Here’s how to use the zstd builder with docker buildx:
docker buildx create –name zstd-builder –driver docker-container \
–driver-opt image=moby/buildkit:v0.10.3
docker buildx use zstd-builder
Here’s how to build and push an image:
IMAGE_URI=us-central1-docker.pkg.dev/teck-gke-dev/example
IMAGE_TAG=v1
<Create your Dockerfile>
docker buildx build –file Dockerfile –output type=image,name=$IMAGE_URI:$IMAGE_TAG,oci-mediatypes=true,compression=zstd,compression-level=3,force-compression=true,push=true .
Note that Zstandard is not compatible with image streams. If your application needs to load a large portion of the container image content before starting, it is best to use Zstandard. If your application only needs to load a small portion of the entire container image to start executing, then try image streaming.
4. Use the Preloader DaemonSet to preload the basic container on the node
Last but not least, ContainerD reuses image layers between different containers if they share the same base container. The preloader DaemonSet starts running even before the GPU driver is installed (driver installation takes approximately 30 seconds).
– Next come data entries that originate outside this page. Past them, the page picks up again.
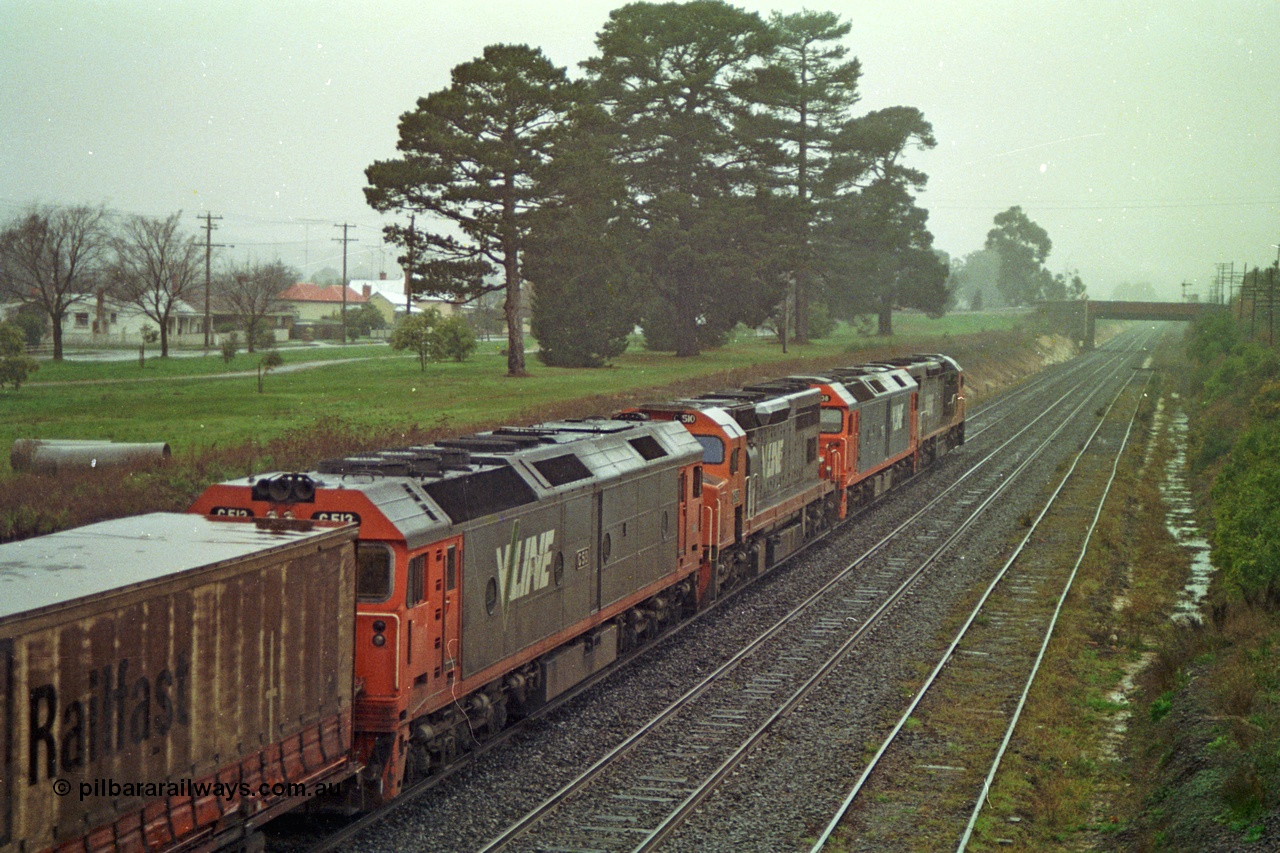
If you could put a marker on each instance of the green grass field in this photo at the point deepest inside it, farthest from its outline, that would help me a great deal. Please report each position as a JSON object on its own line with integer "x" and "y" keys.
{"x": 186, "y": 402}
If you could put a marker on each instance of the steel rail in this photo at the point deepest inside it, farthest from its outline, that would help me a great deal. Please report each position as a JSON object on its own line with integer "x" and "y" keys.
{"x": 626, "y": 746}
{"x": 950, "y": 651}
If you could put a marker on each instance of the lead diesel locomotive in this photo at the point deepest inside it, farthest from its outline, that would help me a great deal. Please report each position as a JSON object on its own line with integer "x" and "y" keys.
{"x": 497, "y": 570}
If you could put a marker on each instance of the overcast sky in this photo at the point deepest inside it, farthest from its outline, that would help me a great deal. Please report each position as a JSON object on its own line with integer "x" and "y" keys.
{"x": 1142, "y": 135}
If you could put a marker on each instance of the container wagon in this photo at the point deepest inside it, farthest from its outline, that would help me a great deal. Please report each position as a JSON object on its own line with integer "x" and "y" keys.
{"x": 170, "y": 682}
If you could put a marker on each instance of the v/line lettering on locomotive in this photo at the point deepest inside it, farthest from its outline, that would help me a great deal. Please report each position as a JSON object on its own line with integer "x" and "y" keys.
{"x": 524, "y": 565}
{"x": 437, "y": 666}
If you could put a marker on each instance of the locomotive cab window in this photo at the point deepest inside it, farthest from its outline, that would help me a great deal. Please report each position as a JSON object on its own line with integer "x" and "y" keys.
{"x": 374, "y": 578}
{"x": 713, "y": 450}
{"x": 415, "y": 592}
{"x": 831, "y": 422}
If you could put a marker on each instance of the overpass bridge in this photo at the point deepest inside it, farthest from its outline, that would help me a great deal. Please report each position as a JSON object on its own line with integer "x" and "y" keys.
{"x": 1082, "y": 315}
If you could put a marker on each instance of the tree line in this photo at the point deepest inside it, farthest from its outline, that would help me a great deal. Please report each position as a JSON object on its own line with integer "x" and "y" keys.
{"x": 707, "y": 169}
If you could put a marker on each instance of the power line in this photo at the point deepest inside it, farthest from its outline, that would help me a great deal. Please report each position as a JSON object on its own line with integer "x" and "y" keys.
{"x": 209, "y": 252}
{"x": 344, "y": 240}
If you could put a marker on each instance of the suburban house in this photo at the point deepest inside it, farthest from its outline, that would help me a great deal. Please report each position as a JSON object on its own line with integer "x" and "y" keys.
{"x": 312, "y": 302}
{"x": 388, "y": 297}
{"x": 100, "y": 320}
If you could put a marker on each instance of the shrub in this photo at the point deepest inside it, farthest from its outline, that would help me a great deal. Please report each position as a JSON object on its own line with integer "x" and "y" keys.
{"x": 14, "y": 361}
{"x": 229, "y": 346}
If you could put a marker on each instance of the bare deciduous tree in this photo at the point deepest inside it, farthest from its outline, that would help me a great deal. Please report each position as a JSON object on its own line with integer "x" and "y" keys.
{"x": 155, "y": 267}
{"x": 53, "y": 258}
{"x": 251, "y": 291}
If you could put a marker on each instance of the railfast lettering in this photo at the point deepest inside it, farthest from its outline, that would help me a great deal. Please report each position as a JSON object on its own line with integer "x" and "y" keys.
{"x": 524, "y": 565}
{"x": 118, "y": 711}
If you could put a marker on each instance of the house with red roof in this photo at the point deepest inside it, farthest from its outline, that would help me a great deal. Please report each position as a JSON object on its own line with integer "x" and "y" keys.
{"x": 311, "y": 302}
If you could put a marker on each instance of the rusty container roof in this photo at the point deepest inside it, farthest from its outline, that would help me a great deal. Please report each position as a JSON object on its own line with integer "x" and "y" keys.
{"x": 112, "y": 556}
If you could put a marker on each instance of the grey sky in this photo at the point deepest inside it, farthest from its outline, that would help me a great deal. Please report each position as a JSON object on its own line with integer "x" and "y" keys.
{"x": 1144, "y": 136}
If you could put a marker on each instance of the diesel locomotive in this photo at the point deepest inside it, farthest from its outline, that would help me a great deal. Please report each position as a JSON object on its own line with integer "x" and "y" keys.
{"x": 494, "y": 571}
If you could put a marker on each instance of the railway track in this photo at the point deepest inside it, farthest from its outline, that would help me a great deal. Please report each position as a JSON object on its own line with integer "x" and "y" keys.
{"x": 644, "y": 789}
{"x": 758, "y": 684}
{"x": 941, "y": 769}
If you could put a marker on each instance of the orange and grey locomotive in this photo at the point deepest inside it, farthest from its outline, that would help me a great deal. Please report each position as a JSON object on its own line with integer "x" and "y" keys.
{"x": 496, "y": 571}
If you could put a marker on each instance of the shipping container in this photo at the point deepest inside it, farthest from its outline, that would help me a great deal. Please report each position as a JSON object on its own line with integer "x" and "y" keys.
{"x": 170, "y": 680}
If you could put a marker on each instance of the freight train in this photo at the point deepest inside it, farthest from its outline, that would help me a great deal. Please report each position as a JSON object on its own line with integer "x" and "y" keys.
{"x": 351, "y": 629}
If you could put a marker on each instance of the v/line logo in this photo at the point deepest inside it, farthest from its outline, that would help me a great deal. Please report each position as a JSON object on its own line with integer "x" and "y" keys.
{"x": 524, "y": 565}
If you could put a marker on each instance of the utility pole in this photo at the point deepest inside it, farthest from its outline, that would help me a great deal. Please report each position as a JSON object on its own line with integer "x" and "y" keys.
{"x": 344, "y": 240}
{"x": 209, "y": 252}
{"x": 411, "y": 246}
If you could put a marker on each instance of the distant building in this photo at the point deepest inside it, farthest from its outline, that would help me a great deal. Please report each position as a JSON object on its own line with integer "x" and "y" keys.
{"x": 311, "y": 302}
{"x": 388, "y": 296}
{"x": 100, "y": 320}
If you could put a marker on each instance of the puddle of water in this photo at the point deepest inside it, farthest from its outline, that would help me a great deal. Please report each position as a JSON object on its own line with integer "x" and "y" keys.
{"x": 1180, "y": 523}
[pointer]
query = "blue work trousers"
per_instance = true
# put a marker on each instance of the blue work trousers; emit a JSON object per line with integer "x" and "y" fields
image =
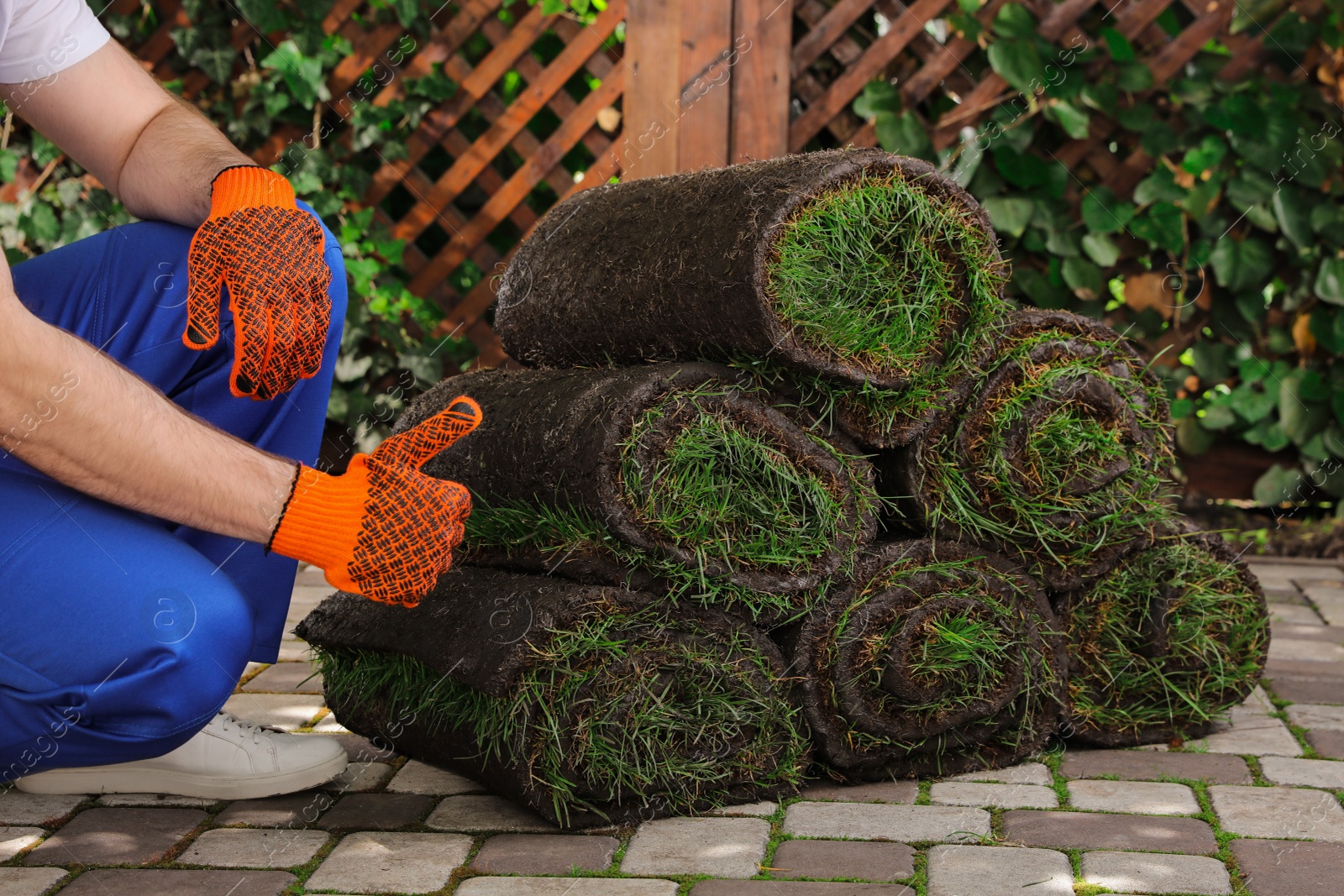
{"x": 127, "y": 633}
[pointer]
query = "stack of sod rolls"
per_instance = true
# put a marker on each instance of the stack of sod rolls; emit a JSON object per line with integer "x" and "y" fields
{"x": 790, "y": 468}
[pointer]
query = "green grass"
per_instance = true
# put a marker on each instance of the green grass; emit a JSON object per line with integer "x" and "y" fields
{"x": 622, "y": 707}
{"x": 717, "y": 490}
{"x": 871, "y": 273}
{"x": 1028, "y": 497}
{"x": 1216, "y": 629}
{"x": 963, "y": 653}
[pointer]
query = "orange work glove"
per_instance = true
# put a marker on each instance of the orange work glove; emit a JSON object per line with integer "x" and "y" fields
{"x": 269, "y": 254}
{"x": 382, "y": 528}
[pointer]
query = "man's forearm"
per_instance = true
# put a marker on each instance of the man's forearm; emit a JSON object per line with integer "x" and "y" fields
{"x": 168, "y": 170}
{"x": 60, "y": 396}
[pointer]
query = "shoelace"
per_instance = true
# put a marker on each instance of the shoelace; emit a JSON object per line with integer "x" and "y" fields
{"x": 245, "y": 726}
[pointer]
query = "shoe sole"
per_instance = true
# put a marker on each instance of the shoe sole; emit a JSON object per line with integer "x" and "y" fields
{"x": 91, "y": 781}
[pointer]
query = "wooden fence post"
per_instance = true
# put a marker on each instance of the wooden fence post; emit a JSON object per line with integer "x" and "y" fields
{"x": 709, "y": 83}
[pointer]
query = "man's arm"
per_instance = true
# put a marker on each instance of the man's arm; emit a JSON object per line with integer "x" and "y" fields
{"x": 87, "y": 422}
{"x": 148, "y": 148}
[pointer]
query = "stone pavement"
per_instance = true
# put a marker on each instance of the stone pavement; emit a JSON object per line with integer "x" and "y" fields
{"x": 1252, "y": 809}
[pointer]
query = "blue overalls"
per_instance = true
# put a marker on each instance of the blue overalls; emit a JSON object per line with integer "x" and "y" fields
{"x": 127, "y": 633}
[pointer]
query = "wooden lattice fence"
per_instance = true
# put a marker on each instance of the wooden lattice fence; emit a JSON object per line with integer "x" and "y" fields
{"x": 701, "y": 82}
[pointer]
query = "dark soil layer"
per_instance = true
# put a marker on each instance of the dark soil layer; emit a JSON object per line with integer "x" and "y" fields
{"x": 800, "y": 259}
{"x": 588, "y": 705}
{"x": 937, "y": 658}
{"x": 1176, "y": 634}
{"x": 669, "y": 477}
{"x": 1053, "y": 449}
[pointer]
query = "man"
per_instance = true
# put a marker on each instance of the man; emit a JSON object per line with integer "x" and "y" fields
{"x": 155, "y": 382}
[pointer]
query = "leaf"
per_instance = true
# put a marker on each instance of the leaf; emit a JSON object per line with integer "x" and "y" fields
{"x": 1010, "y": 215}
{"x": 1104, "y": 212}
{"x": 1014, "y": 20}
{"x": 1072, "y": 118}
{"x": 1117, "y": 45}
{"x": 1330, "y": 281}
{"x": 1101, "y": 249}
{"x": 1159, "y": 186}
{"x": 1276, "y": 485}
{"x": 1294, "y": 211}
{"x": 1241, "y": 265}
{"x": 1018, "y": 60}
{"x": 878, "y": 96}
{"x": 904, "y": 134}
{"x": 1252, "y": 403}
{"x": 1162, "y": 226}
{"x": 1085, "y": 278}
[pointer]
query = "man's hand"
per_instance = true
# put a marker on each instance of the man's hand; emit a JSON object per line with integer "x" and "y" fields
{"x": 269, "y": 254}
{"x": 383, "y": 528}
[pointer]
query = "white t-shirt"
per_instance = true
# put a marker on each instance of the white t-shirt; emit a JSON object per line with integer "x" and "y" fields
{"x": 39, "y": 38}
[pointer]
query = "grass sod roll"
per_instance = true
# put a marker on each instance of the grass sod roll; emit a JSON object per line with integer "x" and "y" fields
{"x": 1171, "y": 638}
{"x": 857, "y": 266}
{"x": 936, "y": 658}
{"x": 669, "y": 477}
{"x": 1054, "y": 450}
{"x": 588, "y": 705}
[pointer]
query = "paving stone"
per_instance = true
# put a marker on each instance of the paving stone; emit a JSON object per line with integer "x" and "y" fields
{"x": 965, "y": 793}
{"x": 1250, "y": 732}
{"x": 1307, "y": 773}
{"x": 420, "y": 778}
{"x": 882, "y": 792}
{"x": 1328, "y": 600}
{"x": 30, "y": 882}
{"x": 1284, "y": 868}
{"x": 144, "y": 801}
{"x": 1095, "y": 831}
{"x": 842, "y": 859}
{"x": 1308, "y": 649}
{"x": 15, "y": 840}
{"x": 1027, "y": 773}
{"x": 487, "y": 813}
{"x": 116, "y": 837}
{"x": 291, "y": 810}
{"x": 544, "y": 853}
{"x": 18, "y": 808}
{"x": 288, "y": 678}
{"x": 882, "y": 821}
{"x": 1146, "y": 765}
{"x": 1327, "y": 743}
{"x": 375, "y": 812}
{"x": 1139, "y": 797}
{"x": 250, "y": 848}
{"x": 1278, "y": 812}
{"x": 763, "y": 809}
{"x": 161, "y": 882}
{"x": 1316, "y": 716}
{"x": 390, "y": 862}
{"x": 1151, "y": 873}
{"x": 999, "y": 871}
{"x": 795, "y": 888}
{"x": 564, "y": 887}
{"x": 358, "y": 748}
{"x": 716, "y": 846}
{"x": 280, "y": 710}
{"x": 360, "y": 777}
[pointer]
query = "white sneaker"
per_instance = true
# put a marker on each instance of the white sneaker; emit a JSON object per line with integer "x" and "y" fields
{"x": 228, "y": 759}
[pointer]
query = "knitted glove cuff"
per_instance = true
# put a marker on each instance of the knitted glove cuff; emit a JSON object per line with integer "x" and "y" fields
{"x": 249, "y": 187}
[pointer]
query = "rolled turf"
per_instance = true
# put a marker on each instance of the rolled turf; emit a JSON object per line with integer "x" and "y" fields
{"x": 853, "y": 266}
{"x": 1175, "y": 636}
{"x": 1053, "y": 449}
{"x": 588, "y": 705}
{"x": 937, "y": 658}
{"x": 669, "y": 477}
This means it can preload the required containers before scheduling GPU workloads to GPU nodes and starting pulling images early.
Here is an example of a preloader DaemonSet:
apiVersion: apps/v1
kind: DaemonSet
metadata:
name: container-preloader
labels:
k8s-app: container-preloader
spec:
selector:
matchLabels:
k8s-app: container-preloader
updateStrategy:
type: RollingUpdate
template:
metadata:
labels:
name: container-preloader
k8s-app: container-preloader
spec:
affinity:
nodeAffinity:
requiredDuringSchedulingIgnoredDuringExecution:
nodeSelectorTerms:
- matchExpressions:
- key: cloud.google.com/gke-accelerator
operator: Exists
tolerations:
- operator: "Exists"
containers:
- image: "<CONTAINER_TO_BE_PRELOADED>"
name: container-preloader
command: ["sleep", "inf"]
Beyond cold starts
The cold start challenge is a common problem in container orchestration systems. Through careful planning and optimization, you can mitigate its impact on applications running on GKE. By using ephemeral storage with a larger boot disk, enabling container streaming or Zstandard compression, and using daemon sets to preload base containers, you can reduce cold start latency and ensure that your system is more responsive and efficient.